Friday, July 30, 2010
EPA reaffirms position on global warming
Officials said questions raised by "climate-gate" have strengthened the scientific consensus.
Climate change is real and the result of man-made greenhouse gases, the U.S. Environmental Protection Agency said Thursday in response to skeptics that include Virginia Attorney General Ken Cuccinelli.
At the request of Virginia and 15 other states, the EPA re-examined its position on greenhouse gases and came to the same conclusion it reached in December -- they threaten human health and should be more tightly regulated.
Cuccinelli filed a legal challenge in February to the EPA's initial determination, saying it was based on flawed data from the Climate Research Unit at the University of East Anglia in England.
In what Cuccinelli called "the explosive revelations of climate-gate," hacked e-mails from researchers at the school suggested that they tampered with data to exaggerate the threat of climate change while suppressing academic dissent of their views.
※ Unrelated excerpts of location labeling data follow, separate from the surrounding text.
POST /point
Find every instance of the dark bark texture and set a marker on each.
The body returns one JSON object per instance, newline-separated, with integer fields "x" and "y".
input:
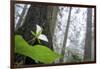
{"x": 88, "y": 40}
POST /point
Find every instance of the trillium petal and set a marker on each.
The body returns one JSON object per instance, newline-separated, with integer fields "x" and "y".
{"x": 38, "y": 29}
{"x": 43, "y": 37}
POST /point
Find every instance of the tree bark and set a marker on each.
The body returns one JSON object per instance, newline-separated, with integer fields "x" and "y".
{"x": 88, "y": 39}
{"x": 37, "y": 14}
{"x": 66, "y": 35}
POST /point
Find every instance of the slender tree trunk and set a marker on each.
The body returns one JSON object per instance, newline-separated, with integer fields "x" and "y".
{"x": 66, "y": 35}
{"x": 88, "y": 39}
{"x": 22, "y": 16}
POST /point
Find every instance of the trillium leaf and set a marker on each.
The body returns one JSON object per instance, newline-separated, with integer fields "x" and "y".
{"x": 43, "y": 37}
{"x": 37, "y": 52}
{"x": 38, "y": 29}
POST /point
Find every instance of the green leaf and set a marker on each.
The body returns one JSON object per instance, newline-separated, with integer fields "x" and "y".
{"x": 37, "y": 52}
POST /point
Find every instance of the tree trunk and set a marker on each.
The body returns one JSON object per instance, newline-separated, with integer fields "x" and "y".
{"x": 37, "y": 14}
{"x": 88, "y": 39}
{"x": 66, "y": 35}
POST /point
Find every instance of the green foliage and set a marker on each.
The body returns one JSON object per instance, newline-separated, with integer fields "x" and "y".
{"x": 37, "y": 52}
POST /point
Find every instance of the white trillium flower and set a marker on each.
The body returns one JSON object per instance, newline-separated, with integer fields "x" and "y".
{"x": 41, "y": 36}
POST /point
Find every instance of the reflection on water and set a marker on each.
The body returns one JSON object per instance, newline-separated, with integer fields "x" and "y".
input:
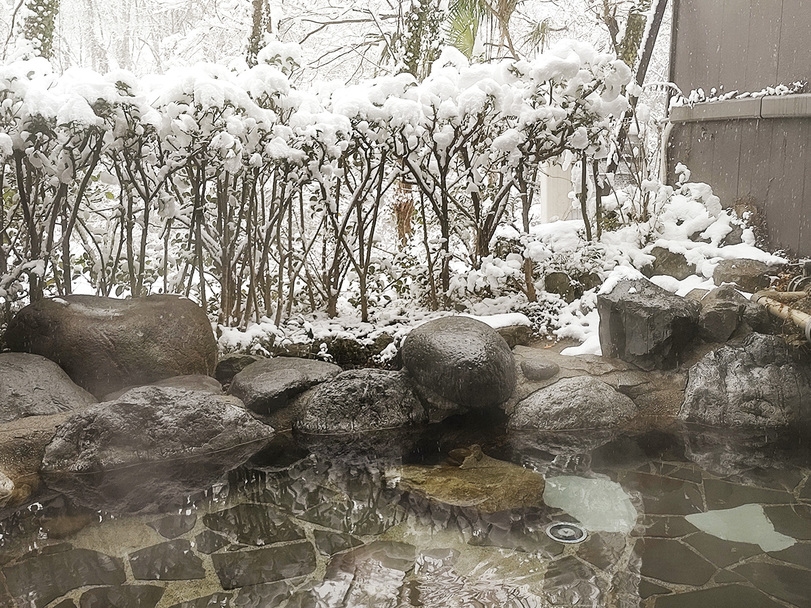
{"x": 677, "y": 519}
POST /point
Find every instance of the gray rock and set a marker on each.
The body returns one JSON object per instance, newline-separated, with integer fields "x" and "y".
{"x": 268, "y": 385}
{"x": 462, "y": 360}
{"x": 43, "y": 577}
{"x": 151, "y": 448}
{"x": 172, "y": 561}
{"x": 106, "y": 344}
{"x": 572, "y": 404}
{"x": 31, "y": 385}
{"x": 122, "y": 596}
{"x": 646, "y": 325}
{"x": 753, "y": 384}
{"x": 724, "y": 309}
{"x": 516, "y": 335}
{"x": 358, "y": 401}
{"x": 748, "y": 275}
{"x": 671, "y": 264}
{"x": 243, "y": 568}
{"x": 194, "y": 382}
{"x": 561, "y": 284}
{"x": 538, "y": 369}
{"x": 22, "y": 446}
{"x": 230, "y": 365}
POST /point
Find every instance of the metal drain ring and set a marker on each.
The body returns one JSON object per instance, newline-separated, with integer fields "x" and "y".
{"x": 566, "y": 532}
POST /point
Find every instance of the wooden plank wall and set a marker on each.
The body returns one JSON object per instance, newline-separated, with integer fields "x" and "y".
{"x": 746, "y": 46}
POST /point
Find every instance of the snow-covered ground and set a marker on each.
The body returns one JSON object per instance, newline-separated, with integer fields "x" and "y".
{"x": 687, "y": 219}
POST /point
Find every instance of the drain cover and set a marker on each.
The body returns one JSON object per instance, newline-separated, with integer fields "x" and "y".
{"x": 566, "y": 533}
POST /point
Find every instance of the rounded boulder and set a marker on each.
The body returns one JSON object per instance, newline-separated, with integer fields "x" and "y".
{"x": 462, "y": 360}
{"x": 106, "y": 344}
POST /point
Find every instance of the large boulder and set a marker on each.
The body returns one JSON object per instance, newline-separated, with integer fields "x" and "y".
{"x": 106, "y": 344}
{"x": 358, "y": 401}
{"x": 31, "y": 385}
{"x": 462, "y": 360}
{"x": 646, "y": 325}
{"x": 268, "y": 385}
{"x": 576, "y": 403}
{"x": 756, "y": 383}
{"x": 151, "y": 448}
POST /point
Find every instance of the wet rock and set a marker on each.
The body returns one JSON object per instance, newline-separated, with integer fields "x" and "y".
{"x": 193, "y": 382}
{"x": 462, "y": 360}
{"x": 38, "y": 579}
{"x": 254, "y": 524}
{"x": 728, "y": 596}
{"x": 568, "y": 581}
{"x": 124, "y": 596}
{"x": 215, "y": 600}
{"x": 330, "y": 543}
{"x": 210, "y": 542}
{"x": 724, "y": 309}
{"x": 748, "y": 275}
{"x": 561, "y": 284}
{"x": 105, "y": 344}
{"x": 539, "y": 369}
{"x": 753, "y": 384}
{"x": 792, "y": 585}
{"x": 646, "y": 325}
{"x": 242, "y": 568}
{"x": 150, "y": 449}
{"x": 359, "y": 401}
{"x": 516, "y": 335}
{"x": 673, "y": 562}
{"x": 573, "y": 403}
{"x": 484, "y": 483}
{"x": 269, "y": 384}
{"x": 263, "y": 595}
{"x": 230, "y": 365}
{"x": 175, "y": 525}
{"x": 516, "y": 529}
{"x": 31, "y": 385}
{"x": 371, "y": 575}
{"x": 172, "y": 561}
{"x": 671, "y": 264}
{"x": 346, "y": 516}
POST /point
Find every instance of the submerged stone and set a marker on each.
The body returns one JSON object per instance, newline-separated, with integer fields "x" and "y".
{"x": 745, "y": 524}
{"x": 210, "y": 542}
{"x": 673, "y": 562}
{"x": 330, "y": 543}
{"x": 262, "y": 595}
{"x": 730, "y": 596}
{"x": 124, "y": 596}
{"x": 175, "y": 525}
{"x": 41, "y": 578}
{"x": 242, "y": 568}
{"x": 254, "y": 524}
{"x": 601, "y": 505}
{"x": 173, "y": 560}
{"x": 485, "y": 483}
{"x": 215, "y": 600}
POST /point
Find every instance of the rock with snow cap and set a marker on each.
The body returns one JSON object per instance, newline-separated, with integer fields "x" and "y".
{"x": 757, "y": 383}
{"x": 646, "y": 325}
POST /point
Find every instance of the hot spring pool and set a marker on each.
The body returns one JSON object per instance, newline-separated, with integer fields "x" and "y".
{"x": 680, "y": 518}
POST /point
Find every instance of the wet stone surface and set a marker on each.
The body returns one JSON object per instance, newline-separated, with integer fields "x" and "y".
{"x": 337, "y": 532}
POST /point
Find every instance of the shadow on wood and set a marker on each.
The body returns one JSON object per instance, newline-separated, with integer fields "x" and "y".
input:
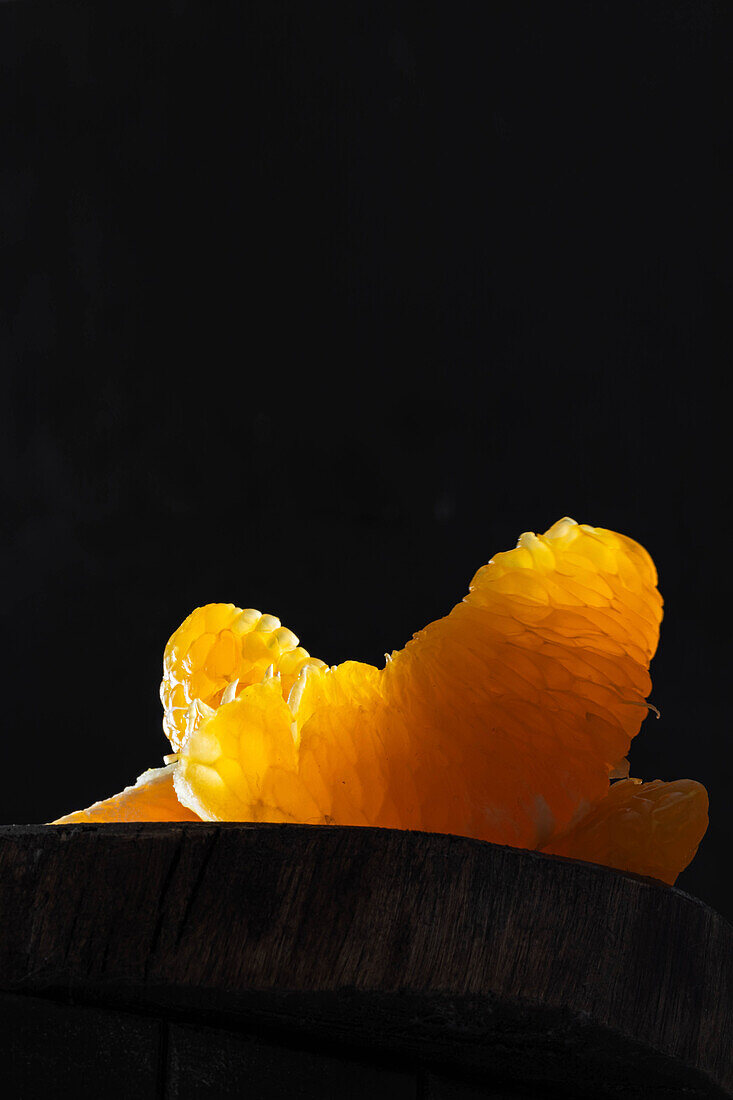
{"x": 182, "y": 960}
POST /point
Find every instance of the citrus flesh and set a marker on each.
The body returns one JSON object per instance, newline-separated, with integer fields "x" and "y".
{"x": 495, "y": 722}
{"x": 506, "y": 719}
{"x": 652, "y": 828}
{"x": 151, "y": 799}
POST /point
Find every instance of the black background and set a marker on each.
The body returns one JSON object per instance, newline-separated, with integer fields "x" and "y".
{"x": 315, "y": 307}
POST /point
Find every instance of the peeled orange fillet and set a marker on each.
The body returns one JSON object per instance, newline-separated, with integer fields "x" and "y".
{"x": 504, "y": 721}
{"x": 494, "y": 722}
{"x": 151, "y": 799}
{"x": 653, "y": 828}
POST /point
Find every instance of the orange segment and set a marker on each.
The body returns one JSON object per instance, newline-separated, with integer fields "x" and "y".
{"x": 649, "y": 828}
{"x": 495, "y": 722}
{"x": 217, "y": 647}
{"x": 151, "y": 799}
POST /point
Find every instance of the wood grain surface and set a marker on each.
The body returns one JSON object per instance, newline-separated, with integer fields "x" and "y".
{"x": 407, "y": 950}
But those arguments were based on "selectively edited, out-of-context data and a manufactured controversy," EPA Administrator Lisa Jackson said Thursday in a statement.
An analysis of the e-mails by EPA found them to be "simply a candid discussion of scientists working through issues that arise in compiling and presenting large complex data sets," the statement read.
The same conclusion has been reached by other reviews, including a UK government investigation that found no evidence of the data being manipulated to show that human activity is causing climate change.
Cuccinelli said the battle is far from over.
An appeals court "is likely to find the [EPA] decisions fatally flawed procedurally because the agency has reviewed and weighed new information without notice or comment from the public," Cuccinelli spokesman Brian Gottstein said.
Cuccinelli now has the option of going back to the U.S. Court of Appeals in Washington, which earlier this year placed on hold a complicated legal dispute while the EPA reviewed its position.
At stake, among other things, is the agency's authority to regulate exhaust emissions from new automobiles.
Of more than 30 states that have joined the case, slightly more than half are supporting the EPA's position, according to Morgan Butler, a senior attorney for the Southern Environmental Law Center in Charlottesville.
"EPA made the right call here in rejecting the stall tactics that Attorney General Cuccinelli and others are using to try to stop action on climate change," Butler said. (The law center has intervened in the case in support of the EPA.)
"Since the so-called 'climate-gate' incident, some half-dozen independent analyses have concluded that the science demonstrating climate change and human causation has not been cast in doubt," Butler said.
Skeptics, however, have pointed to scientific studies that they say cast doubt on the EPA's position. Any global warming that may be happening is a natural occurrence, they say.
Climate change is one of several issues over which Cuccinelli has challenged the federal government since taking office in January. He is also trying to block the health care reform act passed by Congress and has backed a strict immigration law in Arizona that is being opposed by the U.S. Justice Department.